Une foule déchaînée se massa pour
applaudir
la
miraculée. Un
carrosse
d’apparat
la mena de
Buckingham à Westminster Hall
où se tint le dîner d’État dont les dirigeants mondiaux
revinrent plus que joyeux. Bref,
ce
que l’on appela la
« Cérémonie du Miracle » fut un succès éblouissant,
le prestige touristique de Londres ne
s’en
trouva que
renforcé
et
les bancs des églises anglicanes repeuplés..
ÉPILOGUE :
« Aucune
omelette ne se faisant sans qu’œufs ne soient cassés »

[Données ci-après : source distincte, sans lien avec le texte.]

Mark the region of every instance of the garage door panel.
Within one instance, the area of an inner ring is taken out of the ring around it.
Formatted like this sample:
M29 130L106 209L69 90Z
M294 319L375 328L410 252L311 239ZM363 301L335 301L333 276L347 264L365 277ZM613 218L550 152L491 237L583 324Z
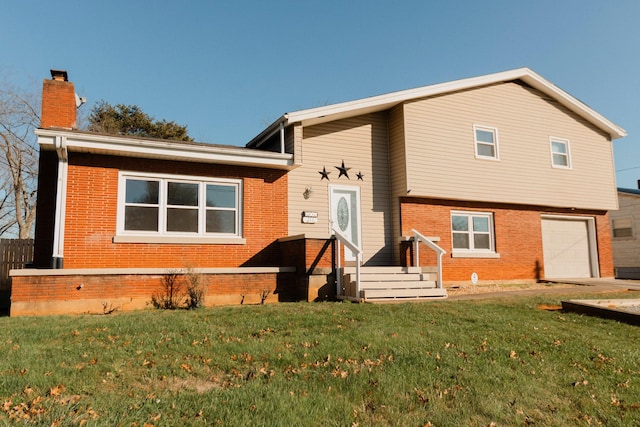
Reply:
M591 277L587 221L543 219L546 278Z

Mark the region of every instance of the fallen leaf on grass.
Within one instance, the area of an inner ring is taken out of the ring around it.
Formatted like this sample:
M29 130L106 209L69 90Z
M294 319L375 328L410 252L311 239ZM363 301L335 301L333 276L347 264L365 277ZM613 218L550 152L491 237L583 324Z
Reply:
M562 310L561 305L554 305L554 304L539 304L537 308L538 310L546 310L546 311Z
M60 385L57 385L55 387L50 388L48 394L49 394L49 396L56 397L56 396L60 396L60 393L62 393L63 391L65 391L65 386L60 384Z

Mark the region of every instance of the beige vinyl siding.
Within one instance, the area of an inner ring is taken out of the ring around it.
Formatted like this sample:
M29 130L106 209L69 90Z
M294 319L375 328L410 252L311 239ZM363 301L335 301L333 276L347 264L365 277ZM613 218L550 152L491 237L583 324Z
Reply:
M289 128L291 130L291 148L293 152L293 163L302 164L302 125L295 123ZM288 152L288 151L287 151Z
M404 115L412 195L617 207L608 136L528 86L501 83L407 102ZM499 160L475 157L474 125L497 129ZM551 136L570 141L571 169L552 167Z
M613 250L613 266L640 267L640 195L618 193L620 209L609 212L609 218L631 218L633 224L632 237L613 237L611 230L611 248Z
M296 148L301 166L289 172L289 234L329 237L329 185L360 187L362 249L365 264L391 262L391 218L389 215L389 160L387 113L368 114L304 127ZM350 179L338 179L344 160ZM330 180L321 180L325 167ZM375 169L375 172L374 172ZM356 174L364 179L359 181ZM303 197L313 189L309 199ZM375 197L374 197L375 195ZM303 211L318 212L316 224L303 224Z
M389 164L391 166L391 218L393 220L393 247L399 248L400 203L399 197L407 194L407 156L405 153L404 108L397 106L389 112ZM393 252L397 263L398 251Z
M284 152L293 153L294 141L295 141L295 126L289 126L284 132Z

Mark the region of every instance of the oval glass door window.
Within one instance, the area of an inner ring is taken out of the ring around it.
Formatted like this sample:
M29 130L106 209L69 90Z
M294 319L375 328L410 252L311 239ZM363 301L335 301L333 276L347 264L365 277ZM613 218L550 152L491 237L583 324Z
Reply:
M345 231L349 226L349 204L344 197L338 201L338 227Z

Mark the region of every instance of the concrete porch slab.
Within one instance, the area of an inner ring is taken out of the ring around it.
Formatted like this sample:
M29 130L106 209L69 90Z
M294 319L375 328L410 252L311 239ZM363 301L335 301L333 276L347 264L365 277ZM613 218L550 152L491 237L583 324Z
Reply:
M640 325L640 298L568 300L562 301L562 309L589 316L614 319L632 325Z

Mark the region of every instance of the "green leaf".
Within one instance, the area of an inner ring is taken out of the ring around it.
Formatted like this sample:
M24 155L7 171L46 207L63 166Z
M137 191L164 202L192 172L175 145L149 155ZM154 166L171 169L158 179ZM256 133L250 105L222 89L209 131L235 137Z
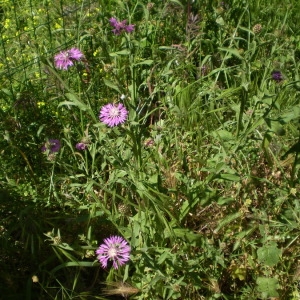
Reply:
M182 4L180 1L178 1L178 0L170 0L170 2L174 2L174 3L176 3L177 5L179 5L179 6L181 6L181 7L184 7L183 4Z
M224 22L224 19L222 17L218 17L216 19L216 22L221 25L221 26L224 26L225 25L225 22Z
M81 102L78 97L75 95L75 94L72 94L72 93L66 93L66 97L70 100L70 101L63 101L63 102L60 102L58 104L58 107L60 106L63 106L63 105L75 105L77 106L80 110L88 110L88 107L83 103Z
M247 276L247 269L243 265L236 265L232 268L231 272L232 278L238 278L239 280L245 280Z
M2 91L3 93L5 93L6 95L8 95L8 96L12 96L11 91L8 90L8 89L2 88L1 91Z
M109 53L109 56L116 57L119 55L129 55L129 54L130 54L130 51L128 49L125 49L125 50Z
M95 266L99 266L99 263L94 263L94 262L90 262L90 261L70 261L70 262L66 262L63 263L57 267L55 267L54 269L52 269L50 271L51 274L54 274L55 272L57 272L60 269L64 269L66 267L95 267Z
M148 183L157 184L158 183L158 174L153 174L148 178Z
M234 213L234 214L231 214L227 217L225 217L219 224L219 226L214 230L214 233L218 233L218 231L224 227L225 225L235 221L236 219L239 219L240 217L242 216L242 213L241 212L237 212L237 213Z
M231 132L220 129L220 130L215 130L212 132L213 137L218 138L220 137L223 141L230 141L234 139L234 136Z
M179 211L179 221L181 222L183 218L189 213L191 207L188 200L185 200Z
M147 65L147 66L151 66L153 64L153 59L146 59L146 60L143 60L139 63L136 63L134 64L135 66L138 66L138 65Z
M263 299L269 297L278 297L279 288L278 279L268 277L258 277L256 280L257 290L261 293Z
M121 91L120 91L120 89L119 89L119 87L118 87L116 84L114 84L113 82L111 82L110 80L105 79L105 78L103 78L103 81L104 81L104 84L105 84L106 86L108 86L108 87L114 89L114 90L117 91L119 94L122 94Z
M243 57L240 55L239 51L235 48L225 48L225 47L219 47L218 48L220 51L225 51L227 53L230 53L234 56L236 56L237 58L243 60Z
M161 264L164 263L165 260L166 260L167 258L169 258L169 257L170 257L169 249L166 249L166 250L163 252L163 254L158 258L157 264L158 264L158 265L161 265Z
M43 124L43 125L41 125L40 127L39 127L39 129L38 129L38 131L37 131L37 136L40 136L40 134L41 134L41 132L43 131L43 129L44 129L44 127L45 127L45 124Z
M220 178L229 181L240 181L241 178L238 175L234 174L220 174Z
M184 238L190 243L199 242L202 239L201 234L194 233L185 228L174 228L174 232L176 237Z
M275 266L280 259L281 250L277 248L276 242L269 242L257 250L257 259L267 266Z
M248 235L251 235L256 229L257 229L257 226L252 225L252 227L250 229L243 230L239 234L237 234L235 237L236 242L234 243L233 251L238 249L240 247L241 242L243 240L245 240Z
M217 200L217 203L219 205L225 205L225 204L229 204L233 201L235 201L235 198L232 198L232 197L219 197L218 200Z
M300 107L294 106L291 111L288 111L280 116L279 122L281 124L287 124L290 121L293 121L293 120L299 119L299 118L300 118Z
M279 136L282 136L285 134L285 130L283 129L282 125L278 120L272 120L269 118L265 118L265 121L270 128L270 131L276 133Z

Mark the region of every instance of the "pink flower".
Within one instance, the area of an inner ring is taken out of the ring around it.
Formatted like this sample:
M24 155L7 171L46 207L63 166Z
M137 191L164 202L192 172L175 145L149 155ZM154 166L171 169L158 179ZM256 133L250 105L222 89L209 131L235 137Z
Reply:
M109 127L114 127L126 121L128 111L122 103L109 103L100 110L99 119Z
M80 142L77 143L75 147L77 150L83 151L87 149L87 144Z
M77 48L61 51L54 56L55 66L58 69L67 70L74 65L74 61L79 61L82 57L84 57L83 53Z
M48 150L50 153L54 153L58 152L60 148L61 144L59 140L49 139L42 147L42 152L46 152Z
M133 24L126 25L127 20L123 20L119 22L116 18L110 18L109 23L111 26L114 27L112 32L116 35L119 35L120 33L122 33L122 31L131 33L134 30L134 26L135 26Z
M281 82L284 78L280 71L273 71L272 78L278 83Z
M107 267L108 261L112 261L113 267L118 269L130 259L130 246L120 236L111 236L104 239L104 243L96 250L97 259L103 268Z
M109 23L110 23L111 26L116 27L119 22L116 18L110 18Z
M134 26L133 24L129 24L127 26L125 26L125 30L128 32L128 33L131 33L133 30L134 30Z

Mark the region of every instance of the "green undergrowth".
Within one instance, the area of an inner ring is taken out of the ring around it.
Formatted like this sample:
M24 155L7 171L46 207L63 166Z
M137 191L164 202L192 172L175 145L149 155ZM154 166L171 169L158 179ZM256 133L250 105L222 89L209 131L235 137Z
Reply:
M299 299L299 9L2 1L2 296ZM117 270L95 255L111 235L131 247Z

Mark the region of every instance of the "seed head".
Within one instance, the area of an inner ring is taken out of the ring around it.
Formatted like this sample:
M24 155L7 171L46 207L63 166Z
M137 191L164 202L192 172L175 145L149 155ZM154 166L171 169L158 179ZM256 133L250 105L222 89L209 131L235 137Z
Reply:
M255 34L258 34L260 33L262 30L262 26L261 24L255 24L252 28L252 31L255 33Z

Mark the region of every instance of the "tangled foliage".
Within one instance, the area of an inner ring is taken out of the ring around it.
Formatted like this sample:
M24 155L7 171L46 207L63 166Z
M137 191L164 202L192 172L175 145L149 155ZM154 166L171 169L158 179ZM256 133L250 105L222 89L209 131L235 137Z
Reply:
M299 9L2 1L2 295L299 299Z

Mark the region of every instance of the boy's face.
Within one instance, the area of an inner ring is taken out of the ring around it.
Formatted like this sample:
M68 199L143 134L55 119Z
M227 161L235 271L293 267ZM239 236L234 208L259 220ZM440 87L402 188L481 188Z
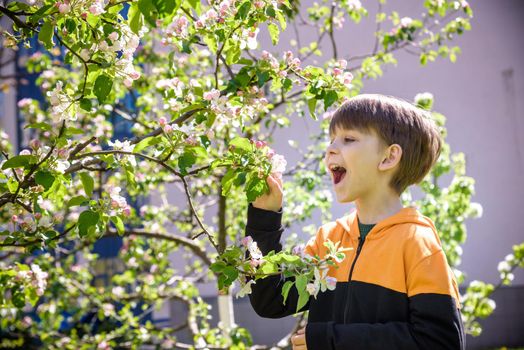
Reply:
M324 164L331 175L337 201L349 203L377 191L384 175L379 164L387 147L375 131L338 128L330 140ZM333 164L343 167L345 173L332 171Z

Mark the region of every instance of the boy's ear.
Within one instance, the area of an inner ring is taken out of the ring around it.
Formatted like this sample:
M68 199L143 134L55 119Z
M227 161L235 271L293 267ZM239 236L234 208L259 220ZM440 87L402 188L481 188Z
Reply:
M378 165L378 169L382 171L393 169L400 163L400 158L402 158L402 147L394 143L384 151L384 157Z

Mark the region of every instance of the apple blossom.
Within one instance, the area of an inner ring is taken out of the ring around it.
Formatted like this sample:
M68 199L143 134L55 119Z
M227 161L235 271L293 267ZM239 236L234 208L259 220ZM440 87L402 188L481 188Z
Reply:
M337 279L331 276L326 277L326 285L327 289L334 290L337 285Z
M309 295L313 295L316 299L317 294L320 290L320 286L315 283L308 283L306 286L306 291L309 293Z
M103 0L95 0L91 6L89 6L89 12L91 12L92 15L98 16L102 13L105 13L104 9L104 1Z
M255 50L258 46L257 35L259 31L259 28L255 28L254 30L243 29L240 37L234 34L235 39L240 40L240 49L243 50L247 47L248 49Z
M240 243L247 248L253 242L253 237L245 236L240 240Z
M204 100L206 101L215 101L220 97L220 90L213 89L211 91L204 92Z
M39 149L40 146L42 146L42 142L39 139L32 139L31 141L29 141L29 147L31 147L35 151Z
M249 281L247 281L244 286L242 286L242 288L238 291L238 293L236 294L236 298L242 298L243 296L247 295L247 294L251 294L252 291L251 291L251 285L252 284L256 284L255 280L251 279Z
M111 39L111 41L116 41L118 40L119 35L117 32L111 32L111 34L109 34L107 37Z
M360 0L348 0L347 2L350 10L360 10L362 8L362 3Z
M400 27L401 28L409 27L411 25L411 23L413 23L413 19L411 19L411 17L402 17L400 19Z
M68 13L69 11L71 11L71 6L69 5L68 2L57 2L56 3L57 7L58 7L58 12L64 14L64 13Z
M169 134L169 133L171 133L172 131L173 131L173 127L171 126L171 124L167 124L167 125L164 126L164 132L165 132L166 134Z
M32 101L33 99L31 98L23 98L20 101L18 101L17 105L19 108L24 108L24 107L30 106Z
M281 154L274 154L271 157L271 172L283 173L286 170L287 161Z
M335 28L342 29L344 27L344 22L346 19L344 17L333 17L333 24L335 25Z

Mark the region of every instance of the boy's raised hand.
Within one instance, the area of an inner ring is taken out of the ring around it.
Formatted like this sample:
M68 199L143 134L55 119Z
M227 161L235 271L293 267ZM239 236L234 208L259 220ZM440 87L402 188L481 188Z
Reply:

comme disait Lao Tseu, à moins que ce ne soit ma charcutière, en
dépit de ce succès, il y eut des perdants. Charles
dut rendre la
couronne à
sa mère. Privé
de ses revenus de Cornouailles, il dut faire
valoir ses droits à une
maigre retraite
à
laquelle
s’ajoutèrent quelques rares subsides de sa mère et se résigna à
vivre dans une chambre meublée dont le papier peint déplaisait à
Camillia.
Le
professeur Gregor Mac Donald de
la faculté de médecine d’Édimbourg qui
avait délivré le permis d’inhumer
fut rétrogradé au statut d’assistant aide-soignant et muté aux
îles
Falkland
Un
peu moins de deux ans plus tard, la reine décéda pour de bon. On
fit venir à son chevet tout ce que le Monde comptait d’experts en
décès . Leur avis fut
clair et net : Elisabeth était aussi morte qu’un dodo*. On
attendit par précaution
deux semaines avant
d’annoncer la nouvelle. Celle-ci engendra une tristesse bien plus
modérée que lors de son précédent « décès » et son
enterrement fut nettement moins médiatisé.
Que
voulez vous, ce
qu’on a déjà donné ne peut plus être donné,
comme dit ma charcutière, à moins que ce ne soit Lao Tseu, je
confonds toujours les deux.
Charles
lui succéda. Enfin.
*
traduction
littérale de « as dead as a dodo » oiseau aptère
d’une espèce totalement éteinte qui vivait à l’Île Maurice.